Both J.I. and K.G. held Internet bans are appropriate parole restrictions on sex offenders where they are specifically tailored to address the goal of protecting society, reducing recidivism, and rehabilitating defendant parolees. Neither decision, however, addressed whether the statute or regulations upon which the bans were imposed were facially constitutional.
In J.I., the District Parole Supervisor imposed a complete ban on Internet access except for employment purposes on the parolee, a sex offender who sexually molested his three daughters between the ages of six to fourteen, because he previously violated his CSL by accessing pornography sites and possessing pornography. 288 N.J. at 210. The complete ban was imposed in accordance with N.J.S.A. 30:4-123.59(b)(2). The parolee subsequently violated the conditions when accessing the Internet to view the websites of his church and state-appointed therapist.
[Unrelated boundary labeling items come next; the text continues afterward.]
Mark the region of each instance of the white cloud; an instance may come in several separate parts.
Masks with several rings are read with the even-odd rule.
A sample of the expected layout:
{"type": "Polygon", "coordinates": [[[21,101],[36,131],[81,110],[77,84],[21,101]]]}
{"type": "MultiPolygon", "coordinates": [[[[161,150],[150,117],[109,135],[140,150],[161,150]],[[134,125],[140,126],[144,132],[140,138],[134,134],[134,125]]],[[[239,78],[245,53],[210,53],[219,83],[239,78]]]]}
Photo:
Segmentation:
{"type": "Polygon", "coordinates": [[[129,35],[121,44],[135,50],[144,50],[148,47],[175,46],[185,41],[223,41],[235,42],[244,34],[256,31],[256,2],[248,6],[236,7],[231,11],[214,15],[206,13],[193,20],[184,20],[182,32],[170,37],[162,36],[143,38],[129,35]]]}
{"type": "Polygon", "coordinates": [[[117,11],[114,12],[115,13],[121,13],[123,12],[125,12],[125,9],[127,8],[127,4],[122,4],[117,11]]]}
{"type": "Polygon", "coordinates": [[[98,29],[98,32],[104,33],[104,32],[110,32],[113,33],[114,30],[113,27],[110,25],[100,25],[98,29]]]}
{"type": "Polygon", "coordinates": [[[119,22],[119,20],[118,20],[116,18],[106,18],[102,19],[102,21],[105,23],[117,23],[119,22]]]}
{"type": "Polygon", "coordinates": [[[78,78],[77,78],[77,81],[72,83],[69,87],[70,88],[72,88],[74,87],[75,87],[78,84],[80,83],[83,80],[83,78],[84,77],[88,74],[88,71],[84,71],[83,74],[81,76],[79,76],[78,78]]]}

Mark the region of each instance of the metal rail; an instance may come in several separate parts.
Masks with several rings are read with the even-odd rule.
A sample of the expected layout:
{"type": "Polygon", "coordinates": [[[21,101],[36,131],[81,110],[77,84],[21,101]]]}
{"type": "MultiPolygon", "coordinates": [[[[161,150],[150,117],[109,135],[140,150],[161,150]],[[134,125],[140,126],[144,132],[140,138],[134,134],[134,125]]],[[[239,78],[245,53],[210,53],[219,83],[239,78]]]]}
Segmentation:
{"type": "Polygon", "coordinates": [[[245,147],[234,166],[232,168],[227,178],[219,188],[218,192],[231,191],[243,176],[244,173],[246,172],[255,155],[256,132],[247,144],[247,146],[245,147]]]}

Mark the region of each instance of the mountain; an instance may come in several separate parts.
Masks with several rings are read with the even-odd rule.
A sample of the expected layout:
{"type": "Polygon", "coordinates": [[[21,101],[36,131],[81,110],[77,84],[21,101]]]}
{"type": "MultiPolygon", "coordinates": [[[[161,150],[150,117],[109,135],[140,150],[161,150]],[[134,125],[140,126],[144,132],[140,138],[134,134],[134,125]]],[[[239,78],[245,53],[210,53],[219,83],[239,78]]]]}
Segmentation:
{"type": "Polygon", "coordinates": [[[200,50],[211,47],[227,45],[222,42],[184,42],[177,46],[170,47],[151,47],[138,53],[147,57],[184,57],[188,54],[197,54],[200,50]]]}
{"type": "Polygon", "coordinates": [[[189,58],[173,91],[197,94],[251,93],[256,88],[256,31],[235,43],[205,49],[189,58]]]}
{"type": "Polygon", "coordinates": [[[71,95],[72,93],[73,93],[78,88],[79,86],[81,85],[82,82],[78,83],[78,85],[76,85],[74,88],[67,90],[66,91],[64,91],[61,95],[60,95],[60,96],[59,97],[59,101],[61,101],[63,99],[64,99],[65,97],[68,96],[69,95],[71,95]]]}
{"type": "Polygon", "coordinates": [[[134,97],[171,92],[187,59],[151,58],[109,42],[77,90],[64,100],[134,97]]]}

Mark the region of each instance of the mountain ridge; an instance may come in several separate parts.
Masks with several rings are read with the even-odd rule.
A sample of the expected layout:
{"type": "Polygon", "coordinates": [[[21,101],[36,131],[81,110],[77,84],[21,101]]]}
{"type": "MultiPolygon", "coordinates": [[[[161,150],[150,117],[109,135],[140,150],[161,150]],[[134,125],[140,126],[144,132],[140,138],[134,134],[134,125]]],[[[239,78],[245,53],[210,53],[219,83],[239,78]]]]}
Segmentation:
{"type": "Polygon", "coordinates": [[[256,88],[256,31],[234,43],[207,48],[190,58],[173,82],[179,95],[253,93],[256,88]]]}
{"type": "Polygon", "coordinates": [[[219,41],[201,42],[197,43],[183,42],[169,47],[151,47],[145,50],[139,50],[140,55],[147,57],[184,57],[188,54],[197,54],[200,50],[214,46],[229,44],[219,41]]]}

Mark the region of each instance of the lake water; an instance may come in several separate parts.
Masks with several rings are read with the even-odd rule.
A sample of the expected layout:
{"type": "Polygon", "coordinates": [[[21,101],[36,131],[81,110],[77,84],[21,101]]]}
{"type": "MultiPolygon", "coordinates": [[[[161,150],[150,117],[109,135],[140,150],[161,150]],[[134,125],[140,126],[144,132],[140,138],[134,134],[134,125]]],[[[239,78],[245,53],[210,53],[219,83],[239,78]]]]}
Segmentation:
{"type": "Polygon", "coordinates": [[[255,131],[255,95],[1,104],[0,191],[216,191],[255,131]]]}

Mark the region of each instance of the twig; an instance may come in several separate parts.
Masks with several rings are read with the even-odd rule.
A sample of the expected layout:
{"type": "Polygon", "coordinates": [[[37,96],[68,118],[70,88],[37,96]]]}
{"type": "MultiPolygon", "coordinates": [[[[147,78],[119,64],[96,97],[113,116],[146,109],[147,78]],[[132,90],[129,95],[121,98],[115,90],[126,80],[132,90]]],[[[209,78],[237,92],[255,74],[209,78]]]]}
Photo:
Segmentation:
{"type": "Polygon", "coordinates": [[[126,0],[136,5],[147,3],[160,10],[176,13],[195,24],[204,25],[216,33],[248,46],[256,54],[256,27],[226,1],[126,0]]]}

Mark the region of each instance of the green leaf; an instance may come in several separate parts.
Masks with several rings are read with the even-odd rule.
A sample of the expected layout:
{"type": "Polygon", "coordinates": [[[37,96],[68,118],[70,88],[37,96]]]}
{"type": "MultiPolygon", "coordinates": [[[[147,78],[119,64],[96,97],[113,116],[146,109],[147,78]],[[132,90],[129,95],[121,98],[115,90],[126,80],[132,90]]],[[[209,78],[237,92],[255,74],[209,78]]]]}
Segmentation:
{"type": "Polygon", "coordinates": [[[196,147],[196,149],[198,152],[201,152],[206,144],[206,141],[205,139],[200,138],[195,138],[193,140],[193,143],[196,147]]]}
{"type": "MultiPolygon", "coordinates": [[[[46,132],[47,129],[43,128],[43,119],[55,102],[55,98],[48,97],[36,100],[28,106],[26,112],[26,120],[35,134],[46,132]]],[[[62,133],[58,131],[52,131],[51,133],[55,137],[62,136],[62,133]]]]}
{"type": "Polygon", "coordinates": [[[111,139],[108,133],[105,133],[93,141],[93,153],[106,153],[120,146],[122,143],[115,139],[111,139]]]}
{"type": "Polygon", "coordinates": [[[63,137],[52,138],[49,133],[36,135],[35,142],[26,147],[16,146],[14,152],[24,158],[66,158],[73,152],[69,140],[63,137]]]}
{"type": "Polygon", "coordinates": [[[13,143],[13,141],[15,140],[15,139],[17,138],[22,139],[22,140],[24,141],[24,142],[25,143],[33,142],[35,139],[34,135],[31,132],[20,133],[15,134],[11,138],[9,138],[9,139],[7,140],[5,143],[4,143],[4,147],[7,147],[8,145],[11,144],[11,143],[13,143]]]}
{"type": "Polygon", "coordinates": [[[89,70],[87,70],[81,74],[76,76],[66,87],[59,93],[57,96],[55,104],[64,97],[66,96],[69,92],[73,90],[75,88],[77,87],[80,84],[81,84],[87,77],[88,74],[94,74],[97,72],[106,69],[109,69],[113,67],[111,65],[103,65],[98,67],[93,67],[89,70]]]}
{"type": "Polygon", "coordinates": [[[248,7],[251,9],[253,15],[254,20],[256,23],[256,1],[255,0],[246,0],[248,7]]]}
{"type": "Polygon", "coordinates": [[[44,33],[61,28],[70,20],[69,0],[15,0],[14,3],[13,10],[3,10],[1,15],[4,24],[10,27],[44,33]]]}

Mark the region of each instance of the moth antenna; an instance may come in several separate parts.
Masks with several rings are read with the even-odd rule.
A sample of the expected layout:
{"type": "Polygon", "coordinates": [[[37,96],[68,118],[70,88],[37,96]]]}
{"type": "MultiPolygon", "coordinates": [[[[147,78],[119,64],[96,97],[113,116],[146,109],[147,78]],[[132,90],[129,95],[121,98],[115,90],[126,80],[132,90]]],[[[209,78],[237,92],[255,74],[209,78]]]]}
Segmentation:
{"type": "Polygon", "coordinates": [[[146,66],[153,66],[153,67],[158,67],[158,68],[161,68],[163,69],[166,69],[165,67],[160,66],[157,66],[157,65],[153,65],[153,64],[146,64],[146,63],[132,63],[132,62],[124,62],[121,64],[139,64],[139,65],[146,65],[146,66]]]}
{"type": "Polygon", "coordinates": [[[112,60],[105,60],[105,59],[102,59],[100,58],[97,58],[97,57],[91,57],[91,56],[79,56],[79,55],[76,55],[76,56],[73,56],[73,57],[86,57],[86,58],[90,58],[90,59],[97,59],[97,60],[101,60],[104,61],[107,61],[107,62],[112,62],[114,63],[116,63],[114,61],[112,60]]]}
Id. at 211. The Court did not have the benefit of the United States Supreme Court’s ruling in Packingham, which was pending at the time J.I. was issued.
Realizing the Internet was a “basic need and one of the most meaningful ways to participate in the essentials of everyday life,” the J.I. Court determined the complete Internet ban was not “reasonably tailored to advance the goals of rehabilitation or public safety.” Id. at 220, 229. The Court further held: “Internet conditions should be tailored to the individual CSL offender, taking into account such factors as the underlying offense and any prior criminal history, whether the Internet was used as a tool to perpetrate the offense, the rehabilitative needs of the offender, and the imperative of public safety.” Id. at 224. The Court reasoned the preferred way to satisfy those goals were by deploying unannounced inspections, device examinations, and monitoring software. Id. at 230.
A counter-argument to the efficacy of monitoring software is that a tech-savvy offender can likely stay one step ahead of the software. On the other hand, the Government’s substantial resource advantages should mean that very few offenders would be able to outsmart their supervisors.